Monday 13 February 2012
How Bleak Is Our Sabbath?
I haven't written for a while it seems due to having a 6 foot pain in the ass removed, which has mean life has been utterly mental. Trying to keep in the spirit of positivity for the New Year I have hesitated on pulling the trigger on several issues that may or may not be connected with certain Lou Reed collaborators, but that horse is well and truly flogged.
I had discovered that last year my favourite band to never really trouble the annals of fame, Earthtone9 had recorded a new EP on the back of touring and reforming. So I thought I would treat every to some metal history as occasionally happens in between fits of ranting about how truly fucked everything is.

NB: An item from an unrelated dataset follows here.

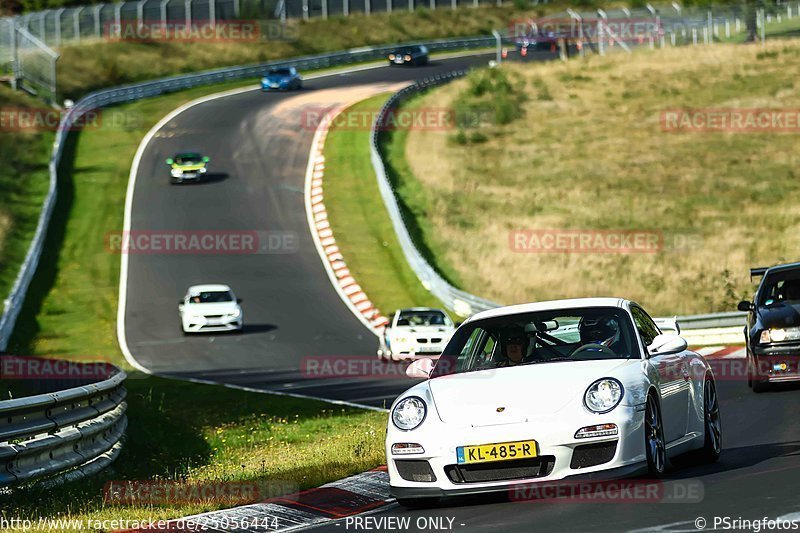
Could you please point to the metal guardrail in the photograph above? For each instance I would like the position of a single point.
(137, 91)
(457, 300)
(460, 302)
(68, 434)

However I haven't written that yet and I have been side tracked by a couple of things, one in particular should be considered important by all fans of Heavy Metal...
But firstly the good news that Jessie Leech is now back in Killswitch armed with a seriously heroic beard. Having gotten over the issues that lead to his departure back in the early naughties, the original (and best) voice of KsE has come home and hopefully will help them jettison the boring dross that has become their staple output in favour of, well something intense and interesting again.
But the reason for abusing a keyboard this time out has to undoubtedly be the Black Sabbath reunion...
Now I must confess to being slightly underwhelmed by their inclusion as headliner for Download having seen the original reunion back in 1998 at the NEC in Birmingham. Since then I have seen Ozzy and Sabbath in a few guises - Ozzy twice as his own solo show. The first time was excellent and the second time was fucking awful as he was clearly having one of his legendary 'off nights' and wailed like an ally cat having it's nuts removed without anaesthesia. By a blunt, rusty spoon.
Sabbath has been a mixed bag also; the Reunion shows were great - check out the CD released (imaginatively titled 'Reunion') and listen out for me. You can't actually hear my voice, but a 19 year old me was drunk as shit dressed up like Ozzy and and screaming myself hoarse...
Next time they didn't have Bill Ward, they were average, the time after that they still didn't have Bill Ward and were solid even if Mike Bordin didn't pull off the drumming with the same aplomb.
Now if I had my reservations about the live shows, the concept of the album was an even more frightening prospect thanks to the last time they got together to write and produced the execrable 'Psycho Man' or whatever the hell it was called. So having endured Rick Rubin phone in the last Slayer album and Death Cliptastic the only plus in the column is that at the end of the day the man barely inputs into the process and who in their right mind needs to tell Iommi how to make a Black Sabbath album anyway?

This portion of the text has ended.